A Large Language Model Learns Hittite
Artificial intelligence (AI) is also being used: the team is collaborating with CAIDAS - above all with Professor Andreas Hotho, Head of the Chair of Data Science. The researchers want to work with LLäMmlein - the centre's large language model, which was the first of its kind to be trained exclusively in German.
The AI is now set to learn another language: Hittite. "LLäMmlein can help linguists in their work. The language training enables it to recognise linguistic patterns in Hittite more quickly," says Döpper. This is particularly important when it comes to clay tablets that have only been preserved in fragments. The language model can predict which text is most likely to follow and thus support the reconstruction of sentences and the restoration of more complete tablets from different fragments.
Facilitating Work in Archaeology
Important questions that archaeologists ask themselves are: Where exactly was a fragment found? How many tablets were there? In the past, researchers kept excavation diaries to record information about an archaeological site. "The problem with this is that everyone used their own system and their own abbreviations.
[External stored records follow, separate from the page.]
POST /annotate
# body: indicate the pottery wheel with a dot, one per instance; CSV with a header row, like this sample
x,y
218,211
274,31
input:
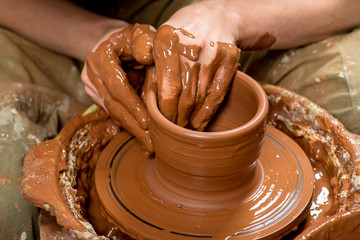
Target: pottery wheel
x,y
279,204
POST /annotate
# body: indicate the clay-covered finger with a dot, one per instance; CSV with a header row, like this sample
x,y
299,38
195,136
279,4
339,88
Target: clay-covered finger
x,y
142,42
108,66
167,71
149,80
222,78
205,76
122,117
189,76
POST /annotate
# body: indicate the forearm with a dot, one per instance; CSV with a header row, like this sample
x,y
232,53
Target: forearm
x,y
291,23
59,25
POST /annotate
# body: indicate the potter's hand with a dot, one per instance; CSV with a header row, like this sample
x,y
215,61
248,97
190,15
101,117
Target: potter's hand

What researcher A calls site A, researcher B calls site B, and they actually mean the same place," says Döpper. The aim is to analyse the diaries and digitally standardise the information obtained from them in the portal. This will provide users with more detailed information about the location where the tablets were found.
The team also wants to make it easier to categorise ceramic shards into specific types. The shape helps to determine when a vessel was created. This process is usually carried out manually. "Even though digital approaches already exist, they are often still flawed. For example, some systems take the preserved length of a sherd as the most important feature for classification. However, this is only a random result of the preservation," says the junior professor. The JMU researchers want to eliminate such deficits in order to automate the process of typologisation.
Further Information
The Volkswagen Stiftung is funding the project with 250,000 euros. The starting point is an existing grant from the foundation in the "World Knowledge: Structural Support for Small Subjects" programme. The project was launched on 1 October 2025 and will run for two years.
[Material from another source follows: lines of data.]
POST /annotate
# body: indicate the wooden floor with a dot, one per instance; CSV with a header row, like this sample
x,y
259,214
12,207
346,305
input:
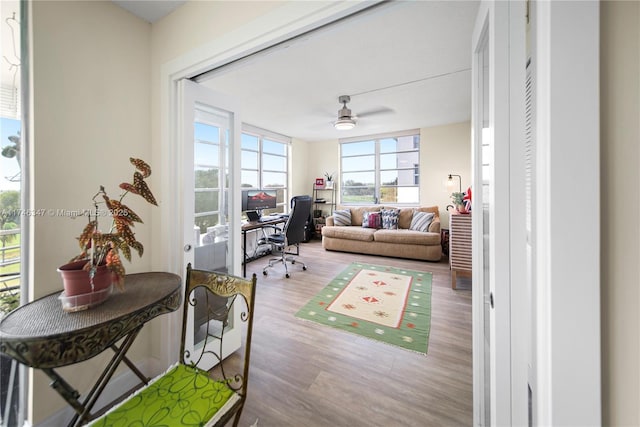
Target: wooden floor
x,y
305,374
The scientific research into Boğazköy-Ḫattuša is taking place as part of an international long-term project led by the German Archaeological Institute - Istanbul Department, with which Würzburg Ancient Near Eastern Studies has been collaborating for many years.
More information on research into the Hittite capital can be found on the DAI website
About the Hethitologie-Portal Mainz
The Hethitologie-Portal Mainz is hosted by the JMU Computer Centre and is one of the leading digital infrastructures in Ancient Near Eastern Studies: for almost 25 years now, it has been providing digital text editions, media, databases and much more in open access.
From 2001 to 2007, the portal was created with funding from the German Research Foundation and has since become the digital home of numerous research projects with various sponsors in cooperation with the Academy of Sciences, Humanities and Literature Mainz. Professor Daniel Schwemer has been in charge of the portal as a leading member of the directorate since 2015. The portal primarily contains Hittite text editions, but also bibliographical and genealogical databases as well as media databases with drawings, photos and 3D models of cuneiform texts.